When a group of Foundation Medical Staffing employees in Edmond, Oklahoma, wanted to start wearing jeans on Friday, they were met with a deal: their wish would be granted, for a (small) price — a $1 donation from each jean-clad employee on casual Fridays. It was a small price to pay and an easy way to quickly accumulate charitable funds. This was eight years ago, explains Matt Rice, vice president of Foundation Medical Staffing, when the office dress code was much more formal and jeans weren’t the everyday attire, like they are today.
Matt says it was decided that the jeans fund would go toward a community outreach effort, leading to the creation of the Dialysis Dinner Bill. At the end of the month, the team collected all of the jeans money and used it to buy groceries for people on dialysis.

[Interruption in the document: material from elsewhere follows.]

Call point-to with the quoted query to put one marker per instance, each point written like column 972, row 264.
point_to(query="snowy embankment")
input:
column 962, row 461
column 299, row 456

The program lasted for awhile, with Foundation employees delivering the groceries to patients in the community.
“It was good for everyone,” Matt explains, “good for dialysis patients because they got nutritious food delivered to their homes and good for our people to gain a better understanding of the kind of patients the nurses they staff serve.”
But eventually the community outreach program fell out of commission for a good 5-6 years. However, the program was recently renewed when employees decided they wanted to become more heavily involved in the community.
One employee, who was around when the program was originally conceived, asked what would stop them from doing it again. Of course, jeans on Friday would no longer work as a donation incentive, so employees had to get a little creative this time. They decided to create a mini office convenience store, which would sell snacks and soft drinks on the honor system. Employees could grab snacks and then leave some cash in the cash box.
Right now, the team is in the beginning stages of the project — simply collecting money (usually several hundred dollars) a month. But they will soon start using the money to deliver groceries to the local dialysis patients Foundation serves.
Matt explains that a lot of these patients don’t have easy access to nutritious food, which is critical for dialysis patients. In lieu of fresh produce and nutritious protein, these patients have to resort to convenience fast food, which can only make their health worse. With the Dialysis Dinner Bill, the office will be able to help some patients out with nutritious food made readily available.
“I’m excited to see the program continue to grow and eventually be able to serve a lot more people in our community,” says Matt.